What are the societal benefits of V2G?
Providing increased resilience for the grid
During a 10-day heat wave that raised blackout concerns in Southern California, a small San Diego County school district harnessed energy from its seven electric school buses and redirected it to the grid to power 452 homes. This use of V2G can support a dependable electricity supply for consumers and may reduce air pollution from fossil fuel-powered “peaker plants” used to meet high energy demand, many of which are in economically disadvantaged neighborhoods.
Providing extra income to EV drivers
In Denmark, EV fleet owners participating in a program managed by Nissan Motor Co. and Enel SpA in 2017 earned about $1,400 per vehicle per year for feeding power back to the grid.
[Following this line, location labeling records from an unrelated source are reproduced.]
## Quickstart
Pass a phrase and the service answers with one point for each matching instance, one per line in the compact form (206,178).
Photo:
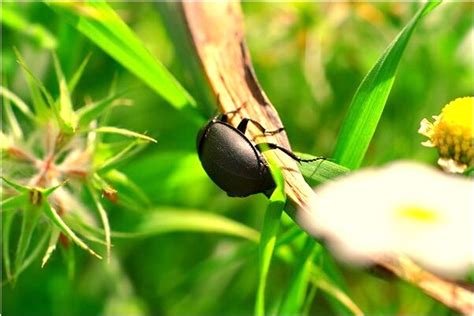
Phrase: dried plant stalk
(216,30)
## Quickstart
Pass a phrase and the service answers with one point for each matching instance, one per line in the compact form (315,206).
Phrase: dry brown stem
(216,30)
Initiatives like this hold promise in reducing the costs of purchasing and maintaining an EV. However, the technology, regulations and business models are not yet in place to be able to turn V2G into a profitable enterprise.
Storing energy for local and national grids
On a small scale, local microgrids with renewable resources could leverage V2G-capable vehicles as energy storage solutions, increasing energy independence and resilience. On a larger scale, V2G can also impact renewable development. One study noted that introducing V2G in the PJM grid operator system could help spur a 30% increase in renewable energy development, adding an extra 51 gigawatts to the PJM grid serving 13 Eastern and Central states.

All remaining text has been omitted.